When multiplexing multiple security streams over the same operating-system stream (e.g., a socket or pipe), Amanda uses TCPM Framing, which presumably stands for "TCP Multiplexing".

Framing

Each stream is assigned a distinct, numeric handle. In practice, all streams are initiated by the same end of the connection, so as far as I (Dustin) know there is no provision for ensuring that handles invented by the two ends do no collide. Each frame of data for each stream is transmitted with the following format:

 32-bit signed network-order payload length
 32-bit unsigned network-order handle
 payload

Amanda considers a negative length or a length greater than 4MB to be invalid and will close the connection with an error. As another implementation detail, Amanda will display any printable bytes in the error message, so if e.g., shell or ssh error messages are accidentally injected into the operating-system stream, the user will see at least part of the messages.

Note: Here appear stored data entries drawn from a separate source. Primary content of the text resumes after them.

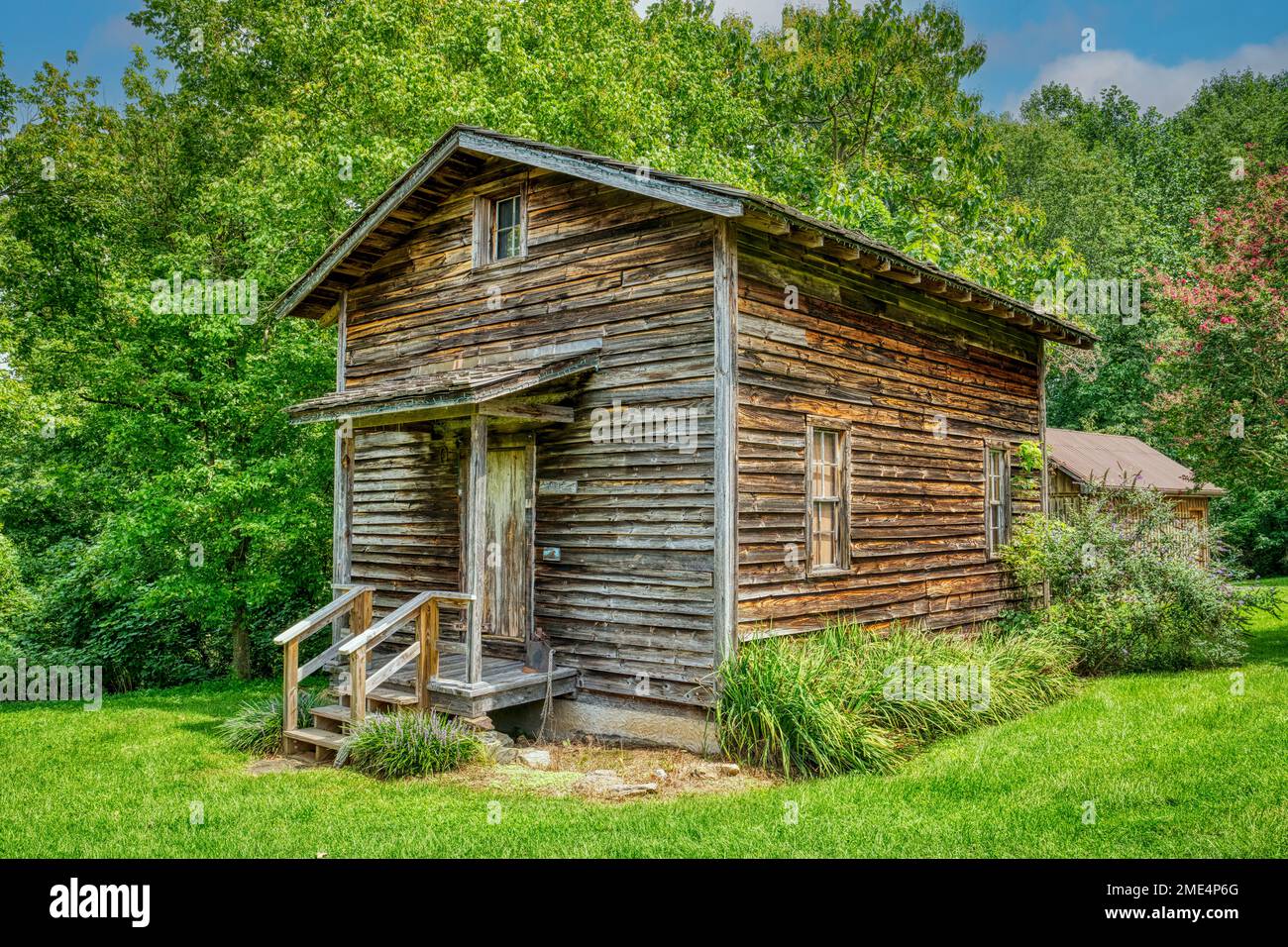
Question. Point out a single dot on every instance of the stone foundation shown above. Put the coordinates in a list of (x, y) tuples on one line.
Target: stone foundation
[(616, 720)]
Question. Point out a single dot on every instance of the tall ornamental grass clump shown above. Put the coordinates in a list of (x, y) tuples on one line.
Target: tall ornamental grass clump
[(408, 742), (851, 699), (1132, 589), (257, 727)]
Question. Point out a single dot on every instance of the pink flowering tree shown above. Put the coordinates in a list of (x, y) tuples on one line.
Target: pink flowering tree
[(1223, 360)]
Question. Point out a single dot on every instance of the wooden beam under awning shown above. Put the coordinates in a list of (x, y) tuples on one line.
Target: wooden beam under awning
[(501, 390)]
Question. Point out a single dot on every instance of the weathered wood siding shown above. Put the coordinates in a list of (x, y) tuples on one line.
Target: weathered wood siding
[(629, 602), (893, 364)]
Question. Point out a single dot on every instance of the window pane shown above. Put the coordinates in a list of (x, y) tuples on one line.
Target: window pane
[(997, 500), (827, 464), (506, 228), (825, 534)]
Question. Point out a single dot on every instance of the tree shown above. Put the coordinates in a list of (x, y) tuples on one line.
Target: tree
[(1223, 363)]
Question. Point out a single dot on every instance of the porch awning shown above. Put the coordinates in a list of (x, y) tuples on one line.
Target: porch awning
[(458, 388)]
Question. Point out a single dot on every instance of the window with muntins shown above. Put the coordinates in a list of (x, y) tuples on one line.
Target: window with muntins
[(997, 497), (506, 239), (827, 502)]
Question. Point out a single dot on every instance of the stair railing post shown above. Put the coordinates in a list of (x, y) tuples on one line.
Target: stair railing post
[(423, 667), (290, 690), (433, 638), (360, 620), (359, 685)]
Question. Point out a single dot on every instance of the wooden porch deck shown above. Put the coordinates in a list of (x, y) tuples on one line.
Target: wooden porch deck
[(505, 684)]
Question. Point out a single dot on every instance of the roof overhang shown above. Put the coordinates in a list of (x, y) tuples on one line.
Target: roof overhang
[(459, 392), (720, 200)]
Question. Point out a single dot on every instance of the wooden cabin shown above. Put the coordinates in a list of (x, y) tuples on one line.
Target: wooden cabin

A zero-length frame indicates EOF for that stream.

For random-access streams, data boundaries are not relevant and the API does not guarantee they will be maintained - much like with ordinary pipes or sockets.

Protocol

The first frame sent over a new connection is assumed to be a protocol packet, and the handle from the frame is retained and reserved for protocol communication. Each protocol packet is contained in a single, distinct frame; that is, the framing boundaries are relevant to the protocol.